Careful not to touch anything, Jen put her Walter PPK 45 back in the holster hidden under her long black coat, and crouched near the boy, examining for a brief moment his eyes still wide open, the trickle of blood on his cheek, the blackened hair and skin on the nape of his neck, where the four neural connexions had burnt out under the massive electric shock. The work of a Frazzle counter-intrusion program, perhaps even of a Hell Hound. The impulse had gone through the cortex like a bolt of lightning, never leaving Alt any chance to unplug the wires or shut down the connection in time. It was a nasty death, and one that every Wizard had learnt to fear, but the call of the Web was always stronger, and some of them simply couldn’t stop in time. Deceiving an ICE was always a reason to cheer; escaping a black ICE earnt them respect and awe from their peers, to the point that many Wizards from the Underworld had built their whole reputation on their ability to pass the barrier surrounding any server.

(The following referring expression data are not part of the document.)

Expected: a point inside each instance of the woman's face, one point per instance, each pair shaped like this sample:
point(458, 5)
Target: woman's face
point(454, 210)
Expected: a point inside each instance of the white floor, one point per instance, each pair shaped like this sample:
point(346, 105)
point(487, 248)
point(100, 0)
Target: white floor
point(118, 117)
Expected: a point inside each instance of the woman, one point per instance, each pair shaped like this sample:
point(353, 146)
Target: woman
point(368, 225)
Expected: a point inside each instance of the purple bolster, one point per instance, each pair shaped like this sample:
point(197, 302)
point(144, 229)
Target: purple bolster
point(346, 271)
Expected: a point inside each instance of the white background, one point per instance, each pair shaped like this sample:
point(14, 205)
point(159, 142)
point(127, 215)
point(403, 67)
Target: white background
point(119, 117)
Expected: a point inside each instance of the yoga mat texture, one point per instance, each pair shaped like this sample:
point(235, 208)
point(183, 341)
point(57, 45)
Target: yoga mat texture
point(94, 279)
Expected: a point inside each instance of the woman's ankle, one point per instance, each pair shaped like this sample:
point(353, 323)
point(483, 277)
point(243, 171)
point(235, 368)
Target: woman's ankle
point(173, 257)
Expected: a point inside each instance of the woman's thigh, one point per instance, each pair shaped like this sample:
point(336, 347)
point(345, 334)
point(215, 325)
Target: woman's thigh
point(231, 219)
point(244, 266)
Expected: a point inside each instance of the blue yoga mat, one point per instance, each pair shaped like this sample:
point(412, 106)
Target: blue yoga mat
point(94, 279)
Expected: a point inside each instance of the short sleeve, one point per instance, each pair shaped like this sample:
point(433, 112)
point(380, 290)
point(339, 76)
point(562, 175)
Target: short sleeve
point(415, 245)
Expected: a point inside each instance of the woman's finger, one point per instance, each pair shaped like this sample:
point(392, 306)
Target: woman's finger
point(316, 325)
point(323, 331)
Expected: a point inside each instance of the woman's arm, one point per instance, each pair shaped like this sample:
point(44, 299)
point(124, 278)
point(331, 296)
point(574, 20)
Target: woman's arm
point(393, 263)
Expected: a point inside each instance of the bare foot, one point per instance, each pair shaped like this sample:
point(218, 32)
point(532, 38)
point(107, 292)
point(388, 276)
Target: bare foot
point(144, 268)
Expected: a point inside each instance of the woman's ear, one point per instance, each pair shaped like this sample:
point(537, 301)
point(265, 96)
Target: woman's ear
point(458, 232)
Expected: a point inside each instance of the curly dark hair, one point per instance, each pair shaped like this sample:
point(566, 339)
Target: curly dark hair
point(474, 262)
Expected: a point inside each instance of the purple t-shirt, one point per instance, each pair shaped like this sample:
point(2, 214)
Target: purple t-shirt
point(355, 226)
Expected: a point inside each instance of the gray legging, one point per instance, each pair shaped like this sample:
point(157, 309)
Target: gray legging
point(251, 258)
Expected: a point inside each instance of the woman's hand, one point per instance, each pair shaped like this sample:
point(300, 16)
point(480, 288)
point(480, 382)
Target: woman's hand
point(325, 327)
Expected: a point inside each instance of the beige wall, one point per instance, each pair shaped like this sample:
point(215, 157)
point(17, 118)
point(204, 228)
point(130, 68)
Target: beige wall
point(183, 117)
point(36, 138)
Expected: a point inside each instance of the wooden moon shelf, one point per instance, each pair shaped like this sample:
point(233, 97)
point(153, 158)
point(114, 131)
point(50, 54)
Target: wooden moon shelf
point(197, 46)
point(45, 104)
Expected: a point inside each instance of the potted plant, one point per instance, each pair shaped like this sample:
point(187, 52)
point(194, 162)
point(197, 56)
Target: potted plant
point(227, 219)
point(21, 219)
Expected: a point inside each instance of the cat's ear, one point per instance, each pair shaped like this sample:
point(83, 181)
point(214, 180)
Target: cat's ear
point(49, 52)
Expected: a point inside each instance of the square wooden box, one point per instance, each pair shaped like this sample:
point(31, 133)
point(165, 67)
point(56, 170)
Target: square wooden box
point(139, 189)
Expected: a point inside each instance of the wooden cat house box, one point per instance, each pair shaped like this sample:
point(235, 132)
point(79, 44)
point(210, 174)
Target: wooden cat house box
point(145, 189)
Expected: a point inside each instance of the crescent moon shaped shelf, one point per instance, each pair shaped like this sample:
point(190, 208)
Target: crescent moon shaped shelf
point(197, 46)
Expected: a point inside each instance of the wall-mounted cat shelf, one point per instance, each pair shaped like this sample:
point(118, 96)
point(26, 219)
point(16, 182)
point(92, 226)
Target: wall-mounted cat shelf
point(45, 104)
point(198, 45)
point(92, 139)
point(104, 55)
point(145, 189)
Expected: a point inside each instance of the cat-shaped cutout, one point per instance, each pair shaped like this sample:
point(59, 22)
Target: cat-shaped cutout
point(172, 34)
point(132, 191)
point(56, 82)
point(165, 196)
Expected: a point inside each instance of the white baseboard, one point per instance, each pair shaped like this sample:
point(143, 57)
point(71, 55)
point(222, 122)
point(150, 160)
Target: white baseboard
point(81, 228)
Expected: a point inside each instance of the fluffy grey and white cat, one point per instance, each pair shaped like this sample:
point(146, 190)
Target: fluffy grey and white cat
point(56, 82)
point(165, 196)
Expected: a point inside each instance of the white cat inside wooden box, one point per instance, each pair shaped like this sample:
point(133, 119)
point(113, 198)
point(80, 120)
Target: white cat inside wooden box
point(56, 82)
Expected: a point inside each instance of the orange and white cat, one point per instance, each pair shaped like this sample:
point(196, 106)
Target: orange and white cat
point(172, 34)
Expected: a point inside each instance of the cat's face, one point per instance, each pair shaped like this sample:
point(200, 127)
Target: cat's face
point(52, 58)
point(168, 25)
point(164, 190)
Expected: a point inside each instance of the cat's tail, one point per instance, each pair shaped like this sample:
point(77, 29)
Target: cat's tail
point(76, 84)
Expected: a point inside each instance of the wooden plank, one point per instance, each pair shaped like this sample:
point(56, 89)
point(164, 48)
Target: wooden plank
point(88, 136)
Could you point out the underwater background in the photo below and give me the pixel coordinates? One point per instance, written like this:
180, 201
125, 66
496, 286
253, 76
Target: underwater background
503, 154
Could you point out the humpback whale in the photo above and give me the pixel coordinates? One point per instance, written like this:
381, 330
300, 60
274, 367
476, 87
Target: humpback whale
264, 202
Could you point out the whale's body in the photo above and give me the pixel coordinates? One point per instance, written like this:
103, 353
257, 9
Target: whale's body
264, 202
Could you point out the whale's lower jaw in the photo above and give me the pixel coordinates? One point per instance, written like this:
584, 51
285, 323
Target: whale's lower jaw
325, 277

This also meant she wouldn’t have more than a couple of minutes to try to understand what her friend had been up to. Agents never took more than ten minutes to arrive on the scene of a hacking attempt — Agents, or the police, depending on what kind of server the Wizard had tried to attack.

“Sheesh, you bastard. You really had to get yourself killed, instead of just waiting and tell me first, eh?” she said in a low voice as she nervously tugged at her black gloves, trying once again in vain to ignore the disturbing smell of burnt flesh and brain matter floating all around her.

A sigh. She didn’t want to think of Alt, of the fun moments they had spent in the Web together, of the programs he would never show her again now, but in such a time and place, it was impossible. Not when the smell was making her feel like throwing up, not when she stared at the pale face at her feet, the long sandy blonde hair sprawled around his head, the matte rings under his eyes.

He had always been better at programming than at breaching into firewalls and well-guarded servers, anyway. Was this the reason why he had called her, to ask for help for an operation he couldn’t perform all alone? Had there been more to his frantic call, a mere hour before, urging her to drop whatever she was doing, jump in the first el, and join him here? The last thing she had heard from him was that he was on something serious, something really big, and now, Alt was dead, leaving next to no clues about what he had been attempting.